Ultima consierazione riguarda la morfologia attuale del proletariato, cioè il fatto che si è formata una enorme massa proletarizzata, atomizzata sul territorio, il cui destino lavorativo dipende, in ultima analisi ancora da questo assetto del potere capitalistico.
Ciò che ho detto partiva da queste osservazioni.
SE il compagno Duccio pensa che la mia conclusione sia errata, vorrei chiedergli come connettere questi fatti tra loro, e lo ringrazio per la critica.
Ciao Bogdanov, innanzi tutto
Ciao Bogdanov, innanzi tutto benvenuto sul forum! :-) Le riflessioni che proponi sono molto stimolanti.
La composizione della classe operaia è senz'altro cambiata rispetto all'Ottocento e vorrei anzi qui rivendicare come la nostra tendenza sia stata tra le prime (e tutt'ora tra le pochissime) ad avere effettuato una analisi seria e approfondita dei cambiamenti introdotti nelle file proletarie dalla cosiddetta rivoluzione del microprocessore, negli anni 1970:
Il rigonfiamento abnorme della sfera finanziaria - che per certi versi sembra prevalere anche sulla sfera produttiva, salvo alla fine dover fare i conti con essa, potendo in ultima istanza il capitale valorizzarsi solo nella produzione - merita pure attenzione per le sue novità. Ce ne siamo occupati in vari articoli; l'ultimo, sull'attuale numero di Prometeo, è per ora disponibile solo in forma cartacea, ma lo pubblicheremo presto sul sito.

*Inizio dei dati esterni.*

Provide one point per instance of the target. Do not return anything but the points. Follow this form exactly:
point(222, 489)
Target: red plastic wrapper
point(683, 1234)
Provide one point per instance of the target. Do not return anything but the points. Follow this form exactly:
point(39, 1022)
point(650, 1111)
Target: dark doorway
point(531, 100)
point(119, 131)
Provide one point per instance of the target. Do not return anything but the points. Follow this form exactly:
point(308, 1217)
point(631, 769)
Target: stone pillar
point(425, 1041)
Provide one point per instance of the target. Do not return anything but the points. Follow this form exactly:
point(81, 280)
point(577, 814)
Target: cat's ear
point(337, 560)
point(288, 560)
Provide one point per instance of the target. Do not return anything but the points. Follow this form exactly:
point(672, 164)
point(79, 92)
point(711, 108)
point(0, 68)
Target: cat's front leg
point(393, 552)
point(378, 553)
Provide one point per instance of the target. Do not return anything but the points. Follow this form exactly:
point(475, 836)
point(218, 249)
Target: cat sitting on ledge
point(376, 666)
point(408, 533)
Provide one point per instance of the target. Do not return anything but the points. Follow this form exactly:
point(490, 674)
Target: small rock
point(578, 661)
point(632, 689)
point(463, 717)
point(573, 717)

Tuttavia (non credo sia questo il tuo pensiero, ma colgo l'occasione per gettare le basi per lo sviluppo della discussione) è fuorviante, sterile, cercare di definire un "campo antagonista" raggruppando classi sociali diverse che - se pure sono tutte in qualche relazione di subalternità rispetto al capitale finanziario internazionale - per i loro interessi materiali immediati e storici non si muovono in un orizzonte diverso dal capitalismo. Il proletariato - la classe dei lavoratori salariati, facilmente sostituibili e che per sopravvivere possono solo vendere la loro forza lavoro - rimane l'unica classe rivoluzionaria.
Grazie
Grazie
Caro Compagno Mic, grazie per il benvenuto.

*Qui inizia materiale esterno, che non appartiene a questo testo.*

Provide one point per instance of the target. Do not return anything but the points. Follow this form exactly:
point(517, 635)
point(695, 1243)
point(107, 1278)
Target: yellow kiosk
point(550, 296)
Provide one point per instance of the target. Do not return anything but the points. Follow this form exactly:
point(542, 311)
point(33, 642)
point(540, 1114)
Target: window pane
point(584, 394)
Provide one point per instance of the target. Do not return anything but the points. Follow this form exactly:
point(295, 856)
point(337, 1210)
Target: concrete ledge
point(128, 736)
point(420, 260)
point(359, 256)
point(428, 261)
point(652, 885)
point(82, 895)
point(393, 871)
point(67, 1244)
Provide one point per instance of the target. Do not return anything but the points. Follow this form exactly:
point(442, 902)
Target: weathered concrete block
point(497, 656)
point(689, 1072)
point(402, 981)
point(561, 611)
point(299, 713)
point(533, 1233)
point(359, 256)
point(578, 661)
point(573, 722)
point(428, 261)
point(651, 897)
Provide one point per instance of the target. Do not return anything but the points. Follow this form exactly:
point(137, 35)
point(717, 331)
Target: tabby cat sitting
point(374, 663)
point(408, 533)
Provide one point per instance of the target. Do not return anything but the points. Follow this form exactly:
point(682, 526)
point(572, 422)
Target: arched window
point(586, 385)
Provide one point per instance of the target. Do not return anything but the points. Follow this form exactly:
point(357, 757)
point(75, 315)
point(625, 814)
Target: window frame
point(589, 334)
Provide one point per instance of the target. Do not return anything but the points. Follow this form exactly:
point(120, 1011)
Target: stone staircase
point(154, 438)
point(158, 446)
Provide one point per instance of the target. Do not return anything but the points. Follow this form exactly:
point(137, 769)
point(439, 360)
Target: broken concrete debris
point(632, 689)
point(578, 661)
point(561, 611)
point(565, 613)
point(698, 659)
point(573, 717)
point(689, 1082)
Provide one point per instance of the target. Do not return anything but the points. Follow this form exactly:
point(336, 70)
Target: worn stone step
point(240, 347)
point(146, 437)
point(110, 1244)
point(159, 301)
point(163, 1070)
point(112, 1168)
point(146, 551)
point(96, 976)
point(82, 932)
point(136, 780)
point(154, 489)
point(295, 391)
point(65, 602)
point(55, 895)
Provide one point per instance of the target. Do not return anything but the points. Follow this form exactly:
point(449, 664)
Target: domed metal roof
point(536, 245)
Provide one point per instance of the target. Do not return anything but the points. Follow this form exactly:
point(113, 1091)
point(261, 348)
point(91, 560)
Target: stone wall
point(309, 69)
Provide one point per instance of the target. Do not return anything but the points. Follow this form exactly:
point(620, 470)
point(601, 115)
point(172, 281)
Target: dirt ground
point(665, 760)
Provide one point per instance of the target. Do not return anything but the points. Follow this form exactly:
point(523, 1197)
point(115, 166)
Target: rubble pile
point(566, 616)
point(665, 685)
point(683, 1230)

In effetti sto cercando di capire come stanno esattamente le cose, procedo con le informazioni di cui dispongo e cerco di capire il ragionamento di altri compagni. Ciò che mi manca è una visione complessiva dell'attuale architettura sociale nelle sue articolazioni rispetto al capitale. Ragiono sulla base di una previsione di Engels, quando dice che tendenzialmente la società capitalistica tende a polarizzarsi tra proletari e "tagliatori di cedole" (l'espressione è sua). Tuttavia credo che progettare un lavoro politico richieda la massima chiarezza su questo ed un costante aggiornamento delle analisi. E allora mi permetto di porre alcune domande in cerca di chiarezza:
-come possiamo configurare il moderno proletariato?
- cosa è effettivamente rimasto come classi sociali interposte tra proletariato e capitale?
- se è diversa la forma sociale del moderno proletariato, allora ciò richiede di ridefinire anche la forma-partito?
- l'unificzione del capitale nel capitale finanziario ridefinisce in senso nuovo la funzione oppressiva dello Stato?
Come ti dicevo ho avanzato una ipotesi, un tentativo di interpretazione che però mi obbliga a riconsiderare l'insieme delle concezioni sulle quali si è finora attestata la politica dei marxisti, a nuove verifiche.
Il compagno Dino mi ha spiegato il suo punto di vista, del quale tengo conto perchè contiene considerazioni importanti. Tuttavia non sono persuaso che questa lettura corrisponda ad una esatta definizione delle questioni, forse c'è molto altro da cercare e da capire, forse mancano dati importanti. Discutiamo. Ciao e grazie.